JOHN HESS, HEALTH WRITER - "Once again, the AARP has stabbed America's elderly in the back. For more than 30 years now, it's been held up as a scarecrow - a monster representing 35 million greedy geezers. . . Briefly, the AARP is not a league of the elderly, but a marketing agency with a shady past. It peddles insurance, travel, advertising, and anything else it can get its hands on. It has a mailing list - not a membership - of 35 million customers. If you turn 50, they'll try to get your name on it. It calls itself an 'association' and goes through the motions in an effort to dodge taxes and commercial mailing rates, and it's been in constant trouble with the IRS and the Postal Service."
THE CLINTONS AND NATIONAL HEALTHCARE
SAM SMITH, 'SHADOWS OF HOPE,' 1994 - During the first months of the Clinton administration, one of the biggest national policy changes of the past fifty years was being forged by a secret committee led by Mrs. Clinton under procedures that periodically defied the courts and the Government Accounting Office and whose public manifestations consisted of highly contrived media opportunities, carefully staged "town meetings," and similar artifices.
Despite the contrary evidence of public opinion polls, the concept of Canadian-style single-payer insurance was dismissed early. Tom Hamburger and Ted Marmor in the Washington Monthly tell of a single-payer proponent being invited to the White House in February 1993. It was, he said, a "pseudo-consultation;" the doctor was quickly informed that "single payer is not politically feasible." When Dr.

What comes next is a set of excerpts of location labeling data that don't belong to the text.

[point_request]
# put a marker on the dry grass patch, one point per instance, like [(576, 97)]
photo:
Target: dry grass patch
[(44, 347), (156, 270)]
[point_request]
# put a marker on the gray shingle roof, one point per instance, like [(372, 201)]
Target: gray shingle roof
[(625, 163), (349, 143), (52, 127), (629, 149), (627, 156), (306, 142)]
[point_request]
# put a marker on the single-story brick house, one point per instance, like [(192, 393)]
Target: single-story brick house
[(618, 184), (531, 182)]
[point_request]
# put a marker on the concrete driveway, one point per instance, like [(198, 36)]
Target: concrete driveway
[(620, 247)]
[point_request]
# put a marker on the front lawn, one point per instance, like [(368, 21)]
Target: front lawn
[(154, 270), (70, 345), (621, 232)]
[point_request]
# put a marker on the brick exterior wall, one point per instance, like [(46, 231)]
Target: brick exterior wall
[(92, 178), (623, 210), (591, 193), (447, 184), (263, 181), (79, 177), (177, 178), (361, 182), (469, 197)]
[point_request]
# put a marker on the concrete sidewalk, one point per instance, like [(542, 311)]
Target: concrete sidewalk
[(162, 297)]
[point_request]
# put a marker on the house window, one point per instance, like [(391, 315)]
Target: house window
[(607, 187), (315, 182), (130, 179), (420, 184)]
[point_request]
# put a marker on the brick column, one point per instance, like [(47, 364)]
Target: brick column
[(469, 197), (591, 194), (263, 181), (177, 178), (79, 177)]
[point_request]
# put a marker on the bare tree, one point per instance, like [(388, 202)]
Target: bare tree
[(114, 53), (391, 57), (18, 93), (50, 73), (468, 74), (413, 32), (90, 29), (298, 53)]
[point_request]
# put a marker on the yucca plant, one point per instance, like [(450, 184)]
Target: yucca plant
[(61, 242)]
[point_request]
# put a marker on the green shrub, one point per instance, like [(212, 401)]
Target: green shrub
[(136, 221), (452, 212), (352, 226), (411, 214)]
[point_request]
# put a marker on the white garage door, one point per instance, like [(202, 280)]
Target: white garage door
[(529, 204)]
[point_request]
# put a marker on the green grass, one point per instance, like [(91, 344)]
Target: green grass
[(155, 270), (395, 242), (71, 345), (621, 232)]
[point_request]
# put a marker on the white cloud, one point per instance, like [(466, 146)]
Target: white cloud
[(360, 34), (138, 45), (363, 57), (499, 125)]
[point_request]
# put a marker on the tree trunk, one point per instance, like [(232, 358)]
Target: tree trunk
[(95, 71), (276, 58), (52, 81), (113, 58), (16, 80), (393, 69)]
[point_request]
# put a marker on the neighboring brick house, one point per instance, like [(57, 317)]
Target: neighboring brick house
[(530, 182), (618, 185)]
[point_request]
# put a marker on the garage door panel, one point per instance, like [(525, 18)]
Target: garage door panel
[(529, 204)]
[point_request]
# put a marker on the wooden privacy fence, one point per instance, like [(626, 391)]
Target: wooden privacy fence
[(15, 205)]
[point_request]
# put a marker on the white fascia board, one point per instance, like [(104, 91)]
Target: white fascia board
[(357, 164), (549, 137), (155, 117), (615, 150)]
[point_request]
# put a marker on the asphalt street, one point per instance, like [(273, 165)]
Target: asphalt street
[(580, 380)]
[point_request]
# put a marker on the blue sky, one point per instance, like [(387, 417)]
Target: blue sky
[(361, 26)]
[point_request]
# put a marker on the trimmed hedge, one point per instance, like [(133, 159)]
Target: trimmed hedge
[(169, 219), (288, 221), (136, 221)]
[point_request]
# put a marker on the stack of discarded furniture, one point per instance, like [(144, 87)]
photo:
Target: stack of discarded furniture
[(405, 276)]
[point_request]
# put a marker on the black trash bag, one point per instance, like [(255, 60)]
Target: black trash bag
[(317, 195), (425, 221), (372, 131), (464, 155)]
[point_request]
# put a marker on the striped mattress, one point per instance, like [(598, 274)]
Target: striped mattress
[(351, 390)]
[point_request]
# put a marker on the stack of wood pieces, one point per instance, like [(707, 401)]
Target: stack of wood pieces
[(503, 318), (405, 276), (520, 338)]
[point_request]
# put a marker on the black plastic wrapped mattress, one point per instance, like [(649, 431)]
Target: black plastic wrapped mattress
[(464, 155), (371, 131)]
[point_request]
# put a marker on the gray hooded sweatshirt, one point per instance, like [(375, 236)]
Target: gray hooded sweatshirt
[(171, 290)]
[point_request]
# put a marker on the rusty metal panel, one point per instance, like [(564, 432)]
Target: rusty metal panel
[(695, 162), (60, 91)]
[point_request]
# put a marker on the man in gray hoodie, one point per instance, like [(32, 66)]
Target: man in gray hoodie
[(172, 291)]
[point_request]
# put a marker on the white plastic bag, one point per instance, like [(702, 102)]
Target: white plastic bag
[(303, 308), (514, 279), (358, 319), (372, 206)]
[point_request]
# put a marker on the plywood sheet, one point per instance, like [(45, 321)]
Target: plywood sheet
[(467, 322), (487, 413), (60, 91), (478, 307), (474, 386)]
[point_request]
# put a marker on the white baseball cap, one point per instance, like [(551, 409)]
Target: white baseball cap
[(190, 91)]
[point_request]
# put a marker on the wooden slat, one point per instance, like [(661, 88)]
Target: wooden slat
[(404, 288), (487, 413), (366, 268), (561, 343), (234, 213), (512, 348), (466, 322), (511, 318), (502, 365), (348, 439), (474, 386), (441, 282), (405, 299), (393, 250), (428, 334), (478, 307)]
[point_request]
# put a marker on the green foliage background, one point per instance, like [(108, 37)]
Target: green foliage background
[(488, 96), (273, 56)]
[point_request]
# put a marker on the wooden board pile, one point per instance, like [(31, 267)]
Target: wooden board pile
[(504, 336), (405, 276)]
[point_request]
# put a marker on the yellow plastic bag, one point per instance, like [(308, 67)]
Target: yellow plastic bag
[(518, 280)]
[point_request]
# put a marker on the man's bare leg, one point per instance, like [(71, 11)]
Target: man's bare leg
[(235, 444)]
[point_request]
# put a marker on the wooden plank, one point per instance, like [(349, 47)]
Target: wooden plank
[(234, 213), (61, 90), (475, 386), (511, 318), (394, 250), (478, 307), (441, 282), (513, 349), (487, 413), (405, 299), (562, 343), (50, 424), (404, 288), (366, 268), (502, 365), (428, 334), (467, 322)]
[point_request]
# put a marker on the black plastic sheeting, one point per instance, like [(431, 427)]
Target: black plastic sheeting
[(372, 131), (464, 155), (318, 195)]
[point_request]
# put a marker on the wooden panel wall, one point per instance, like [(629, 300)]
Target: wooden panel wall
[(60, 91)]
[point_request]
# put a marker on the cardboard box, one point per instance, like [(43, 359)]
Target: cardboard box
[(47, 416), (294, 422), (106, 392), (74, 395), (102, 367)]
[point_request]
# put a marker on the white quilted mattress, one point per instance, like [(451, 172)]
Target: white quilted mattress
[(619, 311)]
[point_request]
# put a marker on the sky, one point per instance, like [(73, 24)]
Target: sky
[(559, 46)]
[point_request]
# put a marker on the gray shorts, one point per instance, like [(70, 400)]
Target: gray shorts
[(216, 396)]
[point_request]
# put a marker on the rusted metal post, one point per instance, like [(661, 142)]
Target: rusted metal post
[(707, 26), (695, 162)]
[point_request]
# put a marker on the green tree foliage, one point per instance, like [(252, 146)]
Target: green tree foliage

David Himmelstein of the Harvard Medical School pressed Mrs. Clinton on single payer, she replied, "Tell me something interesting, David."

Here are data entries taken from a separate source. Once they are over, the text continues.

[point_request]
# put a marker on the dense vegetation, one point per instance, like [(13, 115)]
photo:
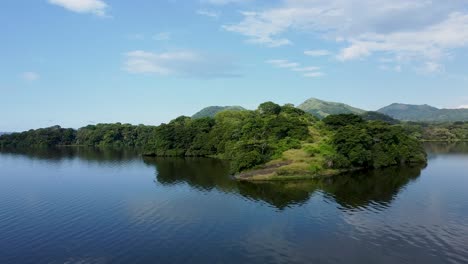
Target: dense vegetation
[(321, 109), (371, 144), (276, 140), (211, 111), (456, 131), (424, 113), (43, 137)]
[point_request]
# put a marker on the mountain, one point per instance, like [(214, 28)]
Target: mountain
[(376, 116), (321, 109), (424, 113), (211, 111)]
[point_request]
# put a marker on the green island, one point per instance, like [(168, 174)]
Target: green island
[(272, 142)]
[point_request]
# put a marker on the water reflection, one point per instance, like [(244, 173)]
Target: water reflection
[(349, 190), (359, 189), (434, 148), (353, 190), (98, 155)]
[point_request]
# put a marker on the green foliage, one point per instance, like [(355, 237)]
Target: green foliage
[(252, 138), (374, 145), (424, 113), (211, 111), (322, 109), (457, 131), (376, 116), (44, 137), (337, 121)]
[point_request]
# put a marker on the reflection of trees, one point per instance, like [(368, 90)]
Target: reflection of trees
[(201, 173), (98, 155), (376, 186), (446, 147), (349, 190), (279, 194)]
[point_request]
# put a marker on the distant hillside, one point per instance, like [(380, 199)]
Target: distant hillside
[(322, 109), (425, 113), (373, 116), (211, 111)]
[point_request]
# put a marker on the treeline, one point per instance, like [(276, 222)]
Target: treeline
[(450, 132), (246, 138), (373, 144), (103, 135)]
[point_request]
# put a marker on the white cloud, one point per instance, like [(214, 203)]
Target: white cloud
[(162, 36), (180, 63), (283, 63), (317, 53), (418, 30), (308, 71), (431, 67), (313, 74), (137, 36), (225, 2), (30, 76), (208, 13), (96, 7)]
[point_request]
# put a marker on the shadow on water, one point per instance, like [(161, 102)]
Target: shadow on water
[(352, 190), (436, 148), (91, 154)]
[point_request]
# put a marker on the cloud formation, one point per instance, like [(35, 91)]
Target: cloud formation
[(162, 36), (419, 30), (208, 13), (30, 76), (317, 53), (96, 7), (224, 2), (307, 71), (180, 63)]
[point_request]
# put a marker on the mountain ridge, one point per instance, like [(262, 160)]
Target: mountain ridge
[(322, 108), (424, 113)]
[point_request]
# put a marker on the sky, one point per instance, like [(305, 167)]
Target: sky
[(78, 62)]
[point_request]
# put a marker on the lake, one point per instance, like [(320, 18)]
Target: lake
[(86, 205)]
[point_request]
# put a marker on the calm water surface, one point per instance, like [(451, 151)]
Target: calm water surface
[(81, 205)]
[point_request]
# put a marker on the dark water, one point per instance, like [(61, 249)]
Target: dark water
[(78, 205)]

In other words, write Hamburger and Marmor: "Fewer than six weeks into the Clinton presidency, the White House had made its key policy decision: Before the Health Care Task Force wrote a single page of its 22-volume report to the President, the single payer idea was written off, and "managed competition" was in."

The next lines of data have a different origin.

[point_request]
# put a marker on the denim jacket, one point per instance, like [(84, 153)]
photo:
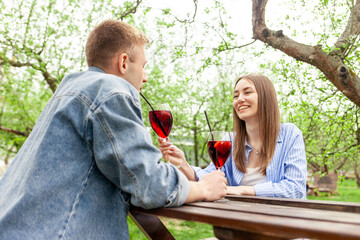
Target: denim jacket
[(87, 159)]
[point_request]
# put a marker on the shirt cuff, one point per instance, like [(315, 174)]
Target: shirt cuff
[(264, 189), (180, 194)]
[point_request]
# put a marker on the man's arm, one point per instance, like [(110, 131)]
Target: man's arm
[(211, 187)]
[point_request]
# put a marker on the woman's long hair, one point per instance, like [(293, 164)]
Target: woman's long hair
[(269, 123)]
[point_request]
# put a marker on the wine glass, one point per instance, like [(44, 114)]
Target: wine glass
[(161, 119), (219, 147)]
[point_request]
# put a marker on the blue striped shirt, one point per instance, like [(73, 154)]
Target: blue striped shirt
[(286, 173)]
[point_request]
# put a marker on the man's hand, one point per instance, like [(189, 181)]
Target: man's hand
[(211, 187), (241, 190), (171, 153)]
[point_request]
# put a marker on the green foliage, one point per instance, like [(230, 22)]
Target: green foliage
[(193, 60)]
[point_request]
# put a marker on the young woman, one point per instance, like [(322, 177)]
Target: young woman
[(268, 157)]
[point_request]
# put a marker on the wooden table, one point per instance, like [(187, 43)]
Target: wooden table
[(240, 217)]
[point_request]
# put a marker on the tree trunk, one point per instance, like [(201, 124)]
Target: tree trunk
[(331, 64)]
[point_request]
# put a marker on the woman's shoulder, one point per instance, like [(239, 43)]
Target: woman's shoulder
[(289, 129)]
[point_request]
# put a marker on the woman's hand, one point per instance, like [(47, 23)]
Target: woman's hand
[(240, 190), (171, 153)]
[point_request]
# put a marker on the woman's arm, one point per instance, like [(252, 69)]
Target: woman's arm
[(291, 171)]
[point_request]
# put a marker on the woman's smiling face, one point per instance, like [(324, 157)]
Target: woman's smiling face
[(245, 100)]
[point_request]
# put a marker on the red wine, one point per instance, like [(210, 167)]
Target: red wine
[(219, 152), (164, 118)]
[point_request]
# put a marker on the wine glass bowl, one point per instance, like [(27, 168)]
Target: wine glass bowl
[(161, 119), (219, 147)]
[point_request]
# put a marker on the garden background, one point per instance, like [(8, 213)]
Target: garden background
[(309, 49)]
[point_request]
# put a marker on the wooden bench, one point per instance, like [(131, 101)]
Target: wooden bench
[(265, 218)]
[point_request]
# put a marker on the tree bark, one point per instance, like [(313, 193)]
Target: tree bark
[(331, 64)]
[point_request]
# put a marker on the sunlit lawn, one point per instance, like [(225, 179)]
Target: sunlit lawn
[(347, 192)]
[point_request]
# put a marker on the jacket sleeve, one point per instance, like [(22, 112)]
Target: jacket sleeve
[(124, 153)]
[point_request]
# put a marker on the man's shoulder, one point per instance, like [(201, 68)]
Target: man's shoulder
[(96, 85)]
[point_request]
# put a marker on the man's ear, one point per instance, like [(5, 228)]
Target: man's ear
[(123, 60)]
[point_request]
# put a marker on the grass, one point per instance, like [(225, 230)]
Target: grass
[(347, 192), (183, 230)]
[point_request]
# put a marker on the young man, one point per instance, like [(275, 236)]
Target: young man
[(89, 156)]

If there was any popular, grassroots demand for "managed competition" it never appeared. Managed competition had not been tested anywhere. Nonetheless, reported Thomas Bodenehimer in Nation:
"Around Hillary Rodham Clinton's health reform table sit the managed-competition winners: big business, hospitals, large (but not small) commercial insurers, the Blues, budget-worried government leaders and the 'Jackson Hole Group,' the chief intellectual honchos of the managed competition movement. . . Adherence to the mantra of managed competition appears to be the price of a ticket of admission to this gathering. "
What was finally proposed involved a massive transfer of the American health industry - by some accounts now larger than the military-industrial complex - to a small number of the largest insurance companies and other major corporations. These were companies that had the assets to play the game being offered - a medical oligopoly that would dispense health-care under the rules of the Fortune 500 rather than according to those of Hipprocrates.